The second form names a global code symbol which is exported indirectly via a function pointer. Such a symbol may also be exported directly.

The third form names a non-exported function which, nonetheless, is exported from the library by being passed as a function argument, or by having its address taken by a function pointer. To clarify this, suppose the library contains:

void f1(...) {...}
void f2(...) {...}
static void f3(...) {...}                    /* from object module o3.o */
static void (*fp2)(...) = f2;
void (*pf3)(...) = f3;

...and that f1 is to be exported directly.

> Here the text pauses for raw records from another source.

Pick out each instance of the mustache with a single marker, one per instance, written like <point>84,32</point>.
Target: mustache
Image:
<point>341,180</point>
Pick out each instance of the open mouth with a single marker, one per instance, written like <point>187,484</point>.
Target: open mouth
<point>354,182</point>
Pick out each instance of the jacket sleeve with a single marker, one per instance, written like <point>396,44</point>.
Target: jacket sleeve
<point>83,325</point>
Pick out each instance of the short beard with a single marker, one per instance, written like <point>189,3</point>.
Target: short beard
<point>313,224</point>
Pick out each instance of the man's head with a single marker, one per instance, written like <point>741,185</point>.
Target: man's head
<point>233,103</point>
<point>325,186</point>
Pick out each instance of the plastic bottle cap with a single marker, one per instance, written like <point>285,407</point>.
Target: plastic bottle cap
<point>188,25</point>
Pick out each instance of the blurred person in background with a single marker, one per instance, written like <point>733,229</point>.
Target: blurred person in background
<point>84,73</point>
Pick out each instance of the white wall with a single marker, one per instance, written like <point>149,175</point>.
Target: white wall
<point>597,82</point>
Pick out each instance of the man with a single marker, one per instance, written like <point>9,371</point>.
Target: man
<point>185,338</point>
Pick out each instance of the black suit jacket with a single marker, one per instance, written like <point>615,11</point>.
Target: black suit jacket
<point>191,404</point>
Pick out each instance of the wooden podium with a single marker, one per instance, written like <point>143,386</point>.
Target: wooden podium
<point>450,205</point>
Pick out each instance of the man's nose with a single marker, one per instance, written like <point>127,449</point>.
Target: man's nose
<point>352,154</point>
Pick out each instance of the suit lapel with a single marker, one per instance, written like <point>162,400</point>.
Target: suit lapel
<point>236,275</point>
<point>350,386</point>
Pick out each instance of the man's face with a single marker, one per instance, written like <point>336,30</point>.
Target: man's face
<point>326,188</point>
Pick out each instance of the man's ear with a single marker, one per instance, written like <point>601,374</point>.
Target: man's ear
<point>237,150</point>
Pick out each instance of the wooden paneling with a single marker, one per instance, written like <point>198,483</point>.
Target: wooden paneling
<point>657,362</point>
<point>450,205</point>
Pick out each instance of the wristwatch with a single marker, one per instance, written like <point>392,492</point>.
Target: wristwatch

Then a suitable description is:

f1
f2()
f3(o3)
pf3                /* deprecated direct export of a datum */

Note that f2 and f3 have to be listed even though they are not directly exported, so that function variable veneers can be created for them.

f3 must be qualified by its object module name, as there could be several non-exported functions with the same name (each in a differently named object module). Note that the module name, not the name of the file containing the object module, is used to qualify the function name.

If f2 were to be exported directly then the following list of entry points would be appropriate:

f1
f2
f2()
f3(o3)
pf3

Unless all address-taken functions are included in the export list, the linker will complain and refuse to make a shared library.

Linker pre-defined symbols

While a shared library is being constructed the linker defines several useful symbols:

--------------------------------------------------------
Symbol          |Definition                             
--------------------------------------------------------
EFT$$Offset     |Offset of the External Function Table  
                |from the beginning of the shared       
                |library;                               
--------------------------------------------------------
EFT$$Params     |Offset of the shared library's         
                |parameter block from its beginning;    
--------------------------------------------------------
$$0$$Base       |The (relocatable) address of the       
                |zero-initialised place holder in the   
                |stub;                                  
--------------------------------------------------------
SHL$$data$$Base |Offset of the start of the read-only   
                |copy of the data from the beginning of 
                |the shared library;                    
--------------------------------------------------------
SHL$$data$$Size |Size of the shared library's data      
                |section, which is also the size of the 
                |place holder in the stub.              
--------------------------------------------------------

EFT$$Offset and EFT$$Params are exported to the stub and may be referred to in following link steps; the others exist only while the shared library is being constructed.